After serving in Britain’s Royal Navy during the war, he ran a Jewish children’s home for 10 years.
Then he served as rabbi of the Nairobi Hebrew Congregation, producing a book on the Jews of Kenya before earning a master’s degree from Cambridge when he was in his 40s.
He went on to earn a doctorate from the University of Sussex, and taught there for the rest of his life, eventually becoming emeritus professor of German- Jewish studies.
He also served as rabbi of Hove Hebrew Congregation, near Brighton in the south of England.
“I am amazed by the range of things he did in his career,” said Edward Timms, a professor of German at the University of Sussex.

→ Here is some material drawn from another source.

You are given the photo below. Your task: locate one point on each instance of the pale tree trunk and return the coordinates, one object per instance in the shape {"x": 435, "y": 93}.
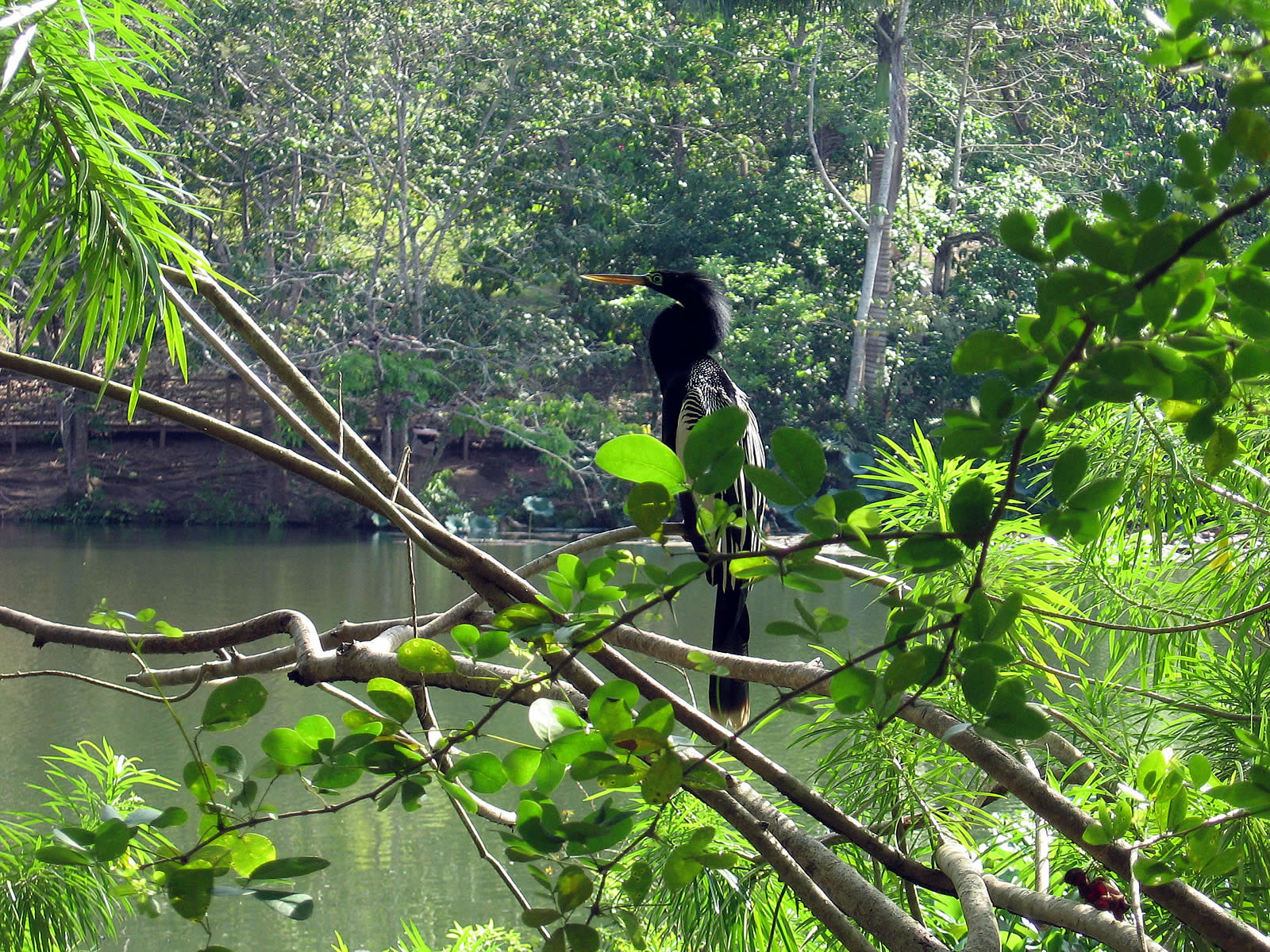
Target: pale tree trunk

“He had tremendous versatility for someone who was, at heart, a scholar,” Timms said.
A member of the distinguished Carlebach rabbinic family – the late Shlomo Carlebach was a cousin – Carlebach was heir to the 19th-century tradition of Wissenschaft des Judentums, which promoted the scientific study of Judaism using the tools of modern scholarship.
“That is exactly what he exemplified – the best of the German tradition,” Timms said.
Timms described the creators of the Wissenschaft des Judentums movement as “deeply immersed in Judaic culture, but lovers of secular culture – Goethe, Beethoven – as well.
“Julius Carlebach was able to achieve great things in both strands. He didn’t allow himself to be ghettoized in one tradition or another,” Timms said.
In addition to teaching at the University of Sussex, Carlebach was rector of the University of Jewish Studies in Heidelberg, Germany.
In 1998, the German state of Baden-Wurttemberg presented him with a distinguished service medal for “developing Germany’s only academic and scientific center of Jewish learning into a most important institute of international standing.”
He was also awarded the Grand Cross of the Order of Merit of the Federal Republic of Germany in 1994.
“He was one of the last examples of this German-Jewish tradition,” said a former student, Henri Soussan.